ELLIOT: Where else is the show going? Is it being put in front of audiences different those that find it at the Next Wave Festival in Brooklyn?
JASON: The BAM thing was a culmination of a long tour. It went to a lot of college performance venues. I’ve only seen it in LA at Royce Hall, because I live here, and then at BAM. I know that it did have lots of audiences of veterans and their families. It had runs in Kansas and Kentucky, Virginia, Florida, Texas. It was at college campuses and cities, so I’m sure a good portion of the audience are the people that go see all the touring shows that come to those venues. Anne Hamburger worked really hard with veterans organizations to get people to go there. There are a lot of “veterans in the arts” groups. But the population in a lot of these places — they’re not the people that are going to get a subscription to see Elevator Repair Service come through. So that did take a lot of work, and I think that it was sometimes successful. I think that she has hopes that she’ll find a place to put it — either bring it to military bases or put it in a museum. That’s what En Garde Arts does: nontraditional spaces. So, for instance, she can put it in the Intrepid Museum. I think that that would be great.

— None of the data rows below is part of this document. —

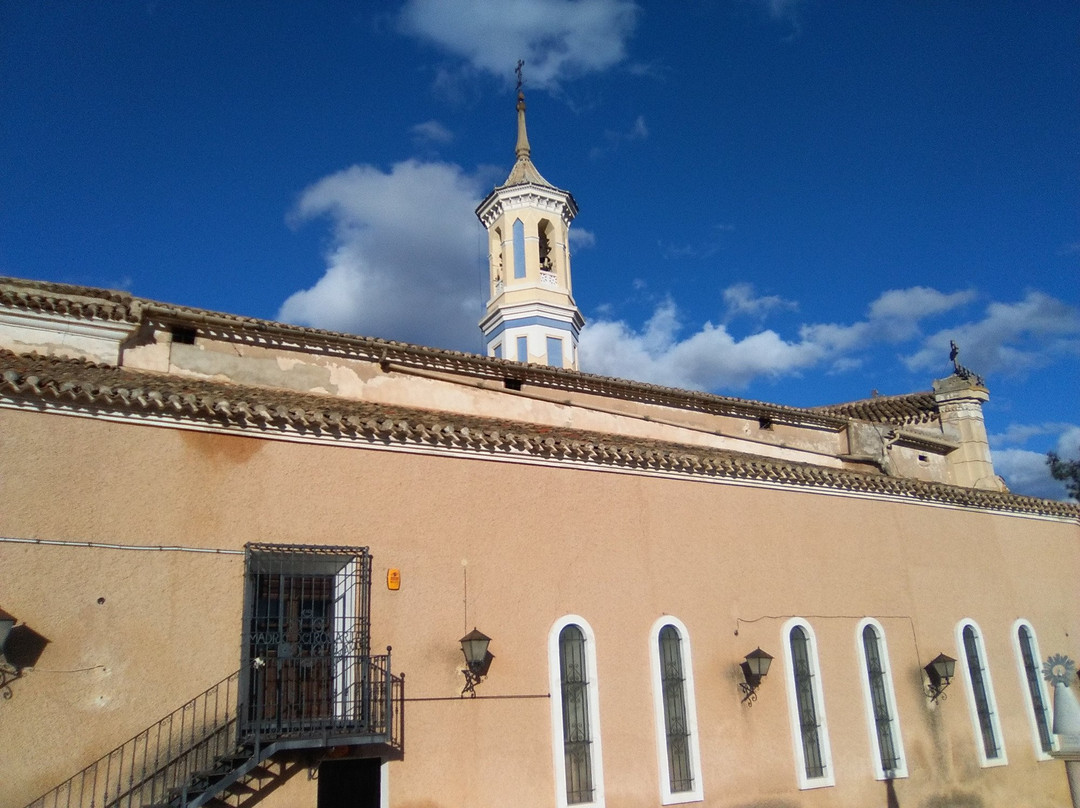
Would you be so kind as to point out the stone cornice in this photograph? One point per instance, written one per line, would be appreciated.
(37, 381)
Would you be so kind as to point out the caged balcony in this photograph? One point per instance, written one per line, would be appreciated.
(308, 684)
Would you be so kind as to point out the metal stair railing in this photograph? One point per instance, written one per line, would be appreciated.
(143, 769)
(159, 765)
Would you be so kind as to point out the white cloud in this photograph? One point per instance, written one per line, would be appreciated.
(430, 133)
(741, 300)
(405, 260)
(713, 359)
(1011, 338)
(1025, 471)
(581, 239)
(558, 39)
(637, 131)
(898, 311)
(709, 359)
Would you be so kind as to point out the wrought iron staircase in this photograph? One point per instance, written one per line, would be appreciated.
(244, 736)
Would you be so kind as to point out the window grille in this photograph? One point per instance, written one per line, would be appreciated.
(984, 709)
(307, 636)
(813, 759)
(577, 734)
(673, 683)
(1028, 657)
(883, 722)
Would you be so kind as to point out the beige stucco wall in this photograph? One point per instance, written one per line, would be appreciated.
(536, 543)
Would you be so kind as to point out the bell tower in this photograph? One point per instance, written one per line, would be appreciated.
(530, 313)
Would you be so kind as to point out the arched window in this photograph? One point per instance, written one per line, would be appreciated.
(807, 707)
(883, 723)
(675, 713)
(984, 711)
(497, 251)
(1027, 658)
(576, 730)
(545, 232)
(554, 351)
(518, 248)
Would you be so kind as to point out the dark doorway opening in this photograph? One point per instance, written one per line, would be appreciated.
(349, 783)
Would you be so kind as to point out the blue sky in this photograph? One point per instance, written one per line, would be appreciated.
(796, 201)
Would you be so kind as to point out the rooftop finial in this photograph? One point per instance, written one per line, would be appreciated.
(523, 139)
(959, 369)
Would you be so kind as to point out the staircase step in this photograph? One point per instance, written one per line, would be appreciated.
(241, 788)
(210, 775)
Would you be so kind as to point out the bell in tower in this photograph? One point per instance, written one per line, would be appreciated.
(530, 313)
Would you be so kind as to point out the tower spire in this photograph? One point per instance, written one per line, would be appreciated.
(522, 149)
(530, 314)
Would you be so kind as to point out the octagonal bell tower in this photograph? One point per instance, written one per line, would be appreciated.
(530, 312)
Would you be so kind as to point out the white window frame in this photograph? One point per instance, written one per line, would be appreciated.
(666, 795)
(1039, 754)
(555, 683)
(991, 700)
(898, 741)
(793, 709)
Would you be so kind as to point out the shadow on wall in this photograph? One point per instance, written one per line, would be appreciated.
(953, 799)
(24, 647)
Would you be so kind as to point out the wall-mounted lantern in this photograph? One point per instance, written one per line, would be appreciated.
(477, 660)
(940, 672)
(8, 672)
(755, 668)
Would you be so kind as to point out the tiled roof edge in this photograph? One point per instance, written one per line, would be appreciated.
(906, 408)
(233, 405)
(62, 298)
(89, 301)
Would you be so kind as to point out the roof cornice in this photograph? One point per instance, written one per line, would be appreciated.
(105, 304)
(86, 388)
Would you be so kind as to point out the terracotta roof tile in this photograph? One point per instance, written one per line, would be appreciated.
(900, 409)
(35, 378)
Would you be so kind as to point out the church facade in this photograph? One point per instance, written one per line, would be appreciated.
(266, 564)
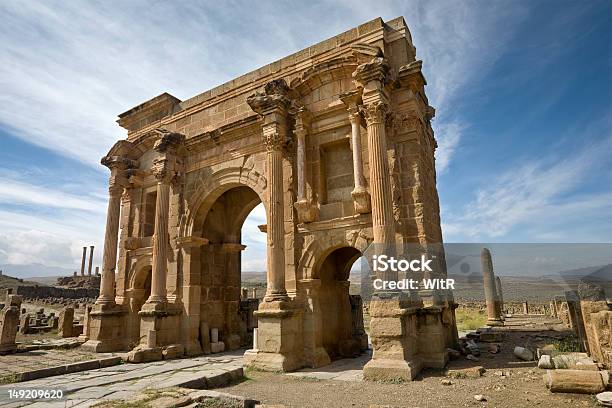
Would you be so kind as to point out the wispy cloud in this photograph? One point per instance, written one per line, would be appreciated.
(537, 195)
(69, 68)
(19, 193)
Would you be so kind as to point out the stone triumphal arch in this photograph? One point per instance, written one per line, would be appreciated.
(336, 142)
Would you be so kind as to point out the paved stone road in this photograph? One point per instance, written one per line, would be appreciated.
(37, 359)
(87, 388)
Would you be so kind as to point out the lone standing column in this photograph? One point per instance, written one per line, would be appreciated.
(111, 237)
(372, 77)
(165, 168)
(272, 105)
(489, 288)
(90, 260)
(160, 240)
(500, 295)
(361, 196)
(83, 261)
(306, 210)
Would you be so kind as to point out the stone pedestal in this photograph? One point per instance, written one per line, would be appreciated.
(9, 322)
(158, 325)
(393, 330)
(279, 338)
(106, 329)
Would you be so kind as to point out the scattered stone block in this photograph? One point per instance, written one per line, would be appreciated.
(574, 381)
(491, 337)
(471, 372)
(65, 322)
(523, 353)
(205, 338)
(604, 398)
(217, 347)
(545, 362)
(173, 351)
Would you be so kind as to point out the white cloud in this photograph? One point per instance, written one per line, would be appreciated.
(448, 136)
(542, 197)
(15, 192)
(69, 68)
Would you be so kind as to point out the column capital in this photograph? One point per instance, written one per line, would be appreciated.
(352, 100)
(274, 98)
(116, 163)
(169, 142)
(163, 170)
(229, 247)
(303, 119)
(376, 112)
(376, 71)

Jason Grote’s plays include “1001,” “Maria/Stuart,” “Civilization,” and “Shostakovich.” He wrote the script for David Levine’s OBIE-winning “HABIT.” Current projects include a play for Radiohole, a commission from Soho Rep, and a film adaptation of John Cheever’s “Goodbye, My Brother” for Water’s Edge Productions. TV writing credits include “Mad Men,” “Hannibal,” “Smash,” “Lizzie Borden: The Fall River Chronicles,”and “Rogue.” He teaches at UC San Diego and was a member of the Civilians’ R&D Lab from 2010-12. He is an alumnus of New Dramatists.